Deep Learning Brings Fuzzy English-to-Japanese Name Matching Into Focus


Matching thousands of Latin-based names to their Japanese equivalent is a very specific and troublesome problem. It is one of many “edge cases” (i.e., a specific name matching problem) our customers are trying to overcome.

Traditionally, customers would add special rules, overrides, and other manual configurations to Rosette to solve problem cases as they appeared. However, deep learning now solves whole categories of match issues.

A recently released deep learning model addresses the specific case of matching Latin-based names to their Japanese equivalent. Japanese writes foreign borrowed words in katakana (a syllabic alphabet), such as “ナタリー・ポートマン” for “Natalie Portman.”

While Rosette had an algorithm to match these types of name pairs, similar names got very high similarity scores, but given a name pair that was less similar, the score didn’t go down as much as expected, thus generating false positives.

Led by Basis Technology’s Chief Scientist Kfir Bar, the R&D team looked for a better solution. The team turned to deep learning, using a neural architecture that is similar to what is used for machine translation, and broke the text of each language into characters. Then using a collection of name pairs — the same data used to train the traditional machine learning model (Hidden Markov Model or HMM) — the team trained up a deep learning neural network.

“HMM is very local. When you want to predict the next character, you only consider information from the previous character and maybe the previous prediction, but just one step back,” Bar said. “But with deep learning, you can capture any context you want and the network will decide automatically what information to capture in order to succeed in this task.

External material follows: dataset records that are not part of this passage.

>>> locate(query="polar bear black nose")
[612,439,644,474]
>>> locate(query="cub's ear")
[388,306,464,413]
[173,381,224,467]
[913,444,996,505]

“In deep learning the input is a pattern, but instead of the human engineer deciding what features should be encoded, the neural network decides on its own the important information to encode, based on what it learned in training.”

Now given a katakana name, Rosette’s new deep learning model (a sequence-to-sequence model) generates a lattice of name options (name variations) with weights. A decoder scores each name option to indicate how similar they are. The neural network learns using a recurrent neural network architecture called long short-term memory (LSTM). For learning, Rosette uses bidirectional LSTM, in which the information from each previous character is brought forward to the next one. It also looks at each name from left to right and right to left.

Bar pointed out that with traditional machine learning, the human engineer is choosing what features the model should learn and how to weigh the various features, whether it is “parts of speech” or “all the words in the training corpus.”

“But with deep learning, it will figure out the features automatically. That is the black box part of deep learning,” Bar said. “Deep learning learns from raw data, while a traditional machine learning algorithm learns from ‘shaped data’ that a human has formatted in an understandable way.”

Although the deep learning algorithm is slower than the former HMM model, the extra processing time is more than justified because it significantly increases accuracy in matching katakana names. In processing such data, one customer saw a 75% accuracy improvement in reduced false positives due to more accurate match scores.